What is the Cost Inflation Index (CII)?
The Cost Inflation Index is an annual number notified by the CBDT to account for inflation when computing long-term capital gains (LTCG). Instead of taxing the full difference between an asset's purchase and sale price, indexation adjusts the original acquisition cost upwards to reflect inflation. This increased cost reduces the taxable capital gain, thereby decreasing the overall tax liability for eligible transactions.
CII Rises to 384 for FY27
The newly notified CII of 384 for FY2026-27 marks an increase from 376 in the preceding financial year (FY2025-26), indicating a rise in inflation. A higher index value allows eligible taxpayers to claim a larger inflation-adjusted purchase cost, which can lead to lower taxable capital gains when selling qualifying assets during FY27.

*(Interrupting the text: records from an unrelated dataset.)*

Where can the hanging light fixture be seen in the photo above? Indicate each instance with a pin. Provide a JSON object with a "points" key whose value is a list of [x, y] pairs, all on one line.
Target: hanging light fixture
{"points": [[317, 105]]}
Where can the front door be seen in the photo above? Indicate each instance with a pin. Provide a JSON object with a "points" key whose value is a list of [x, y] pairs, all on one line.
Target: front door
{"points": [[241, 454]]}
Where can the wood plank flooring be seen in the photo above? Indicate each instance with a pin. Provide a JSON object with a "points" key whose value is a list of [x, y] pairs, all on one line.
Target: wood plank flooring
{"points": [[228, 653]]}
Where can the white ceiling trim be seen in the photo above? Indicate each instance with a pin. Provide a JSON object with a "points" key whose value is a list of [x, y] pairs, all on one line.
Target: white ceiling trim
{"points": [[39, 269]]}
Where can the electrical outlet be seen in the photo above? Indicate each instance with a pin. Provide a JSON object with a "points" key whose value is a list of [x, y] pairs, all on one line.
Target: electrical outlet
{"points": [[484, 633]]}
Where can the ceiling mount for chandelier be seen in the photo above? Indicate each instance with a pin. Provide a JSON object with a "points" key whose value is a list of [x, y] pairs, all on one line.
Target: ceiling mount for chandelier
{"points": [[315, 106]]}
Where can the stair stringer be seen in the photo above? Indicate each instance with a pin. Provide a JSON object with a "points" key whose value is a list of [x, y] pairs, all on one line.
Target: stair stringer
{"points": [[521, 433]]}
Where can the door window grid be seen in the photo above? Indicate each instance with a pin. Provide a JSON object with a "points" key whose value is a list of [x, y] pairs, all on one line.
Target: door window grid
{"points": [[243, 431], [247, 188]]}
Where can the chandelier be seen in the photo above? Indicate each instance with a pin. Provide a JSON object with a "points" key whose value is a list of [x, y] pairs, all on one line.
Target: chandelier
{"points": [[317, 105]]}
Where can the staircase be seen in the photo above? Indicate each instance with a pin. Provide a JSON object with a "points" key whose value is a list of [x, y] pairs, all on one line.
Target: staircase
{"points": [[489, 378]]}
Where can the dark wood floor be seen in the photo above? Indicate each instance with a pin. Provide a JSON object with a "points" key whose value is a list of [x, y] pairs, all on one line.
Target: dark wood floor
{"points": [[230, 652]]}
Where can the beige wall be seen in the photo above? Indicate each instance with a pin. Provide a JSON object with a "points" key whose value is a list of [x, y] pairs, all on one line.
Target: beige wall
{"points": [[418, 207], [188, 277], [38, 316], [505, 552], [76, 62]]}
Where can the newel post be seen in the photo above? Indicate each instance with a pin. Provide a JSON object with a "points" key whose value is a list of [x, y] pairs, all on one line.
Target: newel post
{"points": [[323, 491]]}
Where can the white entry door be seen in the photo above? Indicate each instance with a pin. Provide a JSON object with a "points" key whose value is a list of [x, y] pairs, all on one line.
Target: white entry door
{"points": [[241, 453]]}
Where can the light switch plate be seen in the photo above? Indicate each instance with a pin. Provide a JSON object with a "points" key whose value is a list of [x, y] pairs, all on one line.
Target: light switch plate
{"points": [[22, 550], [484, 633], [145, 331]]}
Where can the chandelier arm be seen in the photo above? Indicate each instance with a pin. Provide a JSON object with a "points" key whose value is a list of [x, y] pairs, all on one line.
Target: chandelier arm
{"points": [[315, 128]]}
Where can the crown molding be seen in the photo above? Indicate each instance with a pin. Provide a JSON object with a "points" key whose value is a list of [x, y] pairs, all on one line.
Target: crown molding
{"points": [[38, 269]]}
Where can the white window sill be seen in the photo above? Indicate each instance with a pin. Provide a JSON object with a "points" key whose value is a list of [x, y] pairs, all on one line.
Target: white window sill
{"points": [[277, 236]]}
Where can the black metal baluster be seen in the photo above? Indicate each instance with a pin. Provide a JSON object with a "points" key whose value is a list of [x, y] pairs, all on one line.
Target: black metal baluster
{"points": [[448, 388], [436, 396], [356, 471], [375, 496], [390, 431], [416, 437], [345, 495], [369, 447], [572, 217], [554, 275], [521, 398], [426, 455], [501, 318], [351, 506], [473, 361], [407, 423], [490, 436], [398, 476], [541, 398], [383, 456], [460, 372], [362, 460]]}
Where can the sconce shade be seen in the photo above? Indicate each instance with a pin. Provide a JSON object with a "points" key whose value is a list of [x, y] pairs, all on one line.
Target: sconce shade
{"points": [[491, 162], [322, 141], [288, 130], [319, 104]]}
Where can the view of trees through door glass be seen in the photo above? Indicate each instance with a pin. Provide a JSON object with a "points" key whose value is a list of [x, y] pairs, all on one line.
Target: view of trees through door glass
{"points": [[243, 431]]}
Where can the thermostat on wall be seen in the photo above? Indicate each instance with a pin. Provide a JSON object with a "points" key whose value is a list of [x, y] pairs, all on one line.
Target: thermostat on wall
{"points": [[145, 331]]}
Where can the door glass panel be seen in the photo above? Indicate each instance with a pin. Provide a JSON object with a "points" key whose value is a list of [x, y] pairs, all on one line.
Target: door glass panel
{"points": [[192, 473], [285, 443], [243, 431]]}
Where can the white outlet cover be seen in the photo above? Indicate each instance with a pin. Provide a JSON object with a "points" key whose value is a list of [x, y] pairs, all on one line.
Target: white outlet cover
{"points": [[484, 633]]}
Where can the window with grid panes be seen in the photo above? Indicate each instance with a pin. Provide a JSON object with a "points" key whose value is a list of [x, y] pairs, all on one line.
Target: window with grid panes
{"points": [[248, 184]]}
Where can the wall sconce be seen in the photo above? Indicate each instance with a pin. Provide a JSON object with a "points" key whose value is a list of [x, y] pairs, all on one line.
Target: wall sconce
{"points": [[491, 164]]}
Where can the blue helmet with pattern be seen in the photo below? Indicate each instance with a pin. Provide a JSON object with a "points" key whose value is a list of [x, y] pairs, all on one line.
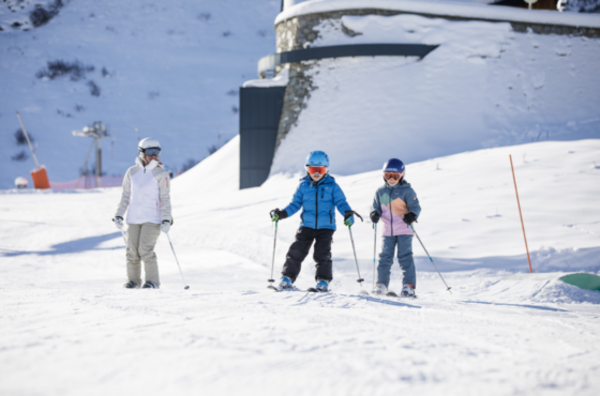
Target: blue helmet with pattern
{"points": [[317, 158], [394, 165]]}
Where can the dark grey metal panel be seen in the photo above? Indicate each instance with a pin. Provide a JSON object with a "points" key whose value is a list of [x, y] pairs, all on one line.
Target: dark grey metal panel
{"points": [[260, 111], [338, 51]]}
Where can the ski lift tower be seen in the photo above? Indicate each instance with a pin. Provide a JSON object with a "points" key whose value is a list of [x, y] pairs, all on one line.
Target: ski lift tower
{"points": [[98, 132]]}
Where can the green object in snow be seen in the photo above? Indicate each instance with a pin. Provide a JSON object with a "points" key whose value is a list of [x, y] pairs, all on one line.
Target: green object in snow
{"points": [[583, 281]]}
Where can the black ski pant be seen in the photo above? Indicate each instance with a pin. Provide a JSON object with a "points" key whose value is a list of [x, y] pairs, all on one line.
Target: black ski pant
{"points": [[299, 250]]}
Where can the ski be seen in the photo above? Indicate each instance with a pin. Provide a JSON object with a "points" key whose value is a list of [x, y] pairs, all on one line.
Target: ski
{"points": [[313, 290], [275, 288]]}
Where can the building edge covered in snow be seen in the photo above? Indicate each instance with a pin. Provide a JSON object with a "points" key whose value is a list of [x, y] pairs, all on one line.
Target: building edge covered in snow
{"points": [[272, 106]]}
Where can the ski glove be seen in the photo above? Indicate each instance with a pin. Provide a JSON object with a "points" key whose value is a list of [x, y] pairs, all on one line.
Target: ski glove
{"points": [[375, 217], [165, 226], [348, 218], [277, 214], [118, 220], [410, 218]]}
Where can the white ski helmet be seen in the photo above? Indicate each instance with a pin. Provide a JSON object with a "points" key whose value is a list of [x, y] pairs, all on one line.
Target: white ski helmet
{"points": [[148, 143]]}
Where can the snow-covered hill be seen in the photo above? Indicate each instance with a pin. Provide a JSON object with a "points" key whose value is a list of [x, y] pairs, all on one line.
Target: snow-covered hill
{"points": [[67, 322], [171, 70], [484, 86]]}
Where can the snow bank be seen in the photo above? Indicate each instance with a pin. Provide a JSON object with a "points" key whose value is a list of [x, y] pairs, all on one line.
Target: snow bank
{"points": [[62, 304], [167, 70], [484, 86], [446, 8]]}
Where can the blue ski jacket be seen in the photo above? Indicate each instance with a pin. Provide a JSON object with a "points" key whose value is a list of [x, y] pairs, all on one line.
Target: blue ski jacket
{"points": [[318, 202]]}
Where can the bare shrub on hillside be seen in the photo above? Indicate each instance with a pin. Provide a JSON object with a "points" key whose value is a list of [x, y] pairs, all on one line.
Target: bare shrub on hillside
{"points": [[94, 89], [20, 137], [59, 68], [22, 156], [40, 15]]}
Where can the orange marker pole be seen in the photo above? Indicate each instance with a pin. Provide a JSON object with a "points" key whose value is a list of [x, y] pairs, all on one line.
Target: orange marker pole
{"points": [[520, 214]]}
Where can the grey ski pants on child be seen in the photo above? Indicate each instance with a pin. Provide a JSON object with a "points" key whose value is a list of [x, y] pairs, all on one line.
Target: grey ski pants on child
{"points": [[141, 239], [386, 259]]}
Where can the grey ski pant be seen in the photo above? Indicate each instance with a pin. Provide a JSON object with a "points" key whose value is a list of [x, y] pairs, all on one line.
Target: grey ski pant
{"points": [[141, 239], [405, 258]]}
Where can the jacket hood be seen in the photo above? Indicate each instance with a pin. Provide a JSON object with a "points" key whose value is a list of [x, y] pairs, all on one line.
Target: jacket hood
{"points": [[326, 180], [153, 164]]}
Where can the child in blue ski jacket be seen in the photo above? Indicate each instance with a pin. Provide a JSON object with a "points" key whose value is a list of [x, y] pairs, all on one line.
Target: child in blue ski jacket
{"points": [[397, 205], [318, 195]]}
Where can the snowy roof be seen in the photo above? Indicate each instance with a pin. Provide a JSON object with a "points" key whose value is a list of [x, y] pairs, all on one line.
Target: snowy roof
{"points": [[447, 8]]}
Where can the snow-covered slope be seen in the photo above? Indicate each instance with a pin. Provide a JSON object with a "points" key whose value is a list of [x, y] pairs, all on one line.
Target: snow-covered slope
{"points": [[170, 70], [484, 86], [67, 322]]}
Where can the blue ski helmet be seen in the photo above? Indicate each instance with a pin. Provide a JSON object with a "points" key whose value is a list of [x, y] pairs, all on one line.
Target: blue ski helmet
{"points": [[393, 165], [317, 158]]}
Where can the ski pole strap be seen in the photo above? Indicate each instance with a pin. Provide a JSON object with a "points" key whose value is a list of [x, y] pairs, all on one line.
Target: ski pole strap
{"points": [[349, 213]]}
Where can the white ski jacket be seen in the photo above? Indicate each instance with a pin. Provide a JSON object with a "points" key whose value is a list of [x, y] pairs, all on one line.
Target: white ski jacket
{"points": [[145, 194]]}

Who Can Still Claim Indexation Benefits?
While the annual notification of the CII is a routine exercise, its significance has grown following changes in the capital gains tax regime introduced in the Union Budget 2024. These reforms largely restricted indexation benefits for most newly acquired capital assets.
However, specific categories of taxpayers continue to qualify for these benefits. Notably, resident individuals and Hindu Undivided Families (HUFs) selling land or buildings acquired before July 23, 2024, can still utilize indexation. For these taxpayers, the new CII of 384 will be instrumental in determining the indexed cost of acquisition for computing long-term capital gains.
Eligible taxpayers have the option to choose the earlier capital gains tax regime, which includes indexation, if it results in a lower tax liability compared to the newer tax framework.
Why This Notification Matters
The notification of the CII provides clarity and certainty for taxpayers, chartered accountants, and tax professionals involved in capital gains calculations. It serves as the official reference point for computing indexed acquisition costs wherever indexation is permitted under the Income-tax Act.
Taxpayers planning to dispose of eligible immovable property during FY2026-27 should factor the new CII into their financial projections. This allows them to accurately compare the tax implications under both the old indexation regime and the updated capital gains framework. Ultimately, while indexation has become more limited post-2024 tax reforms, it continues to offer meaningful tax savings for those disposing of certain long-held assets.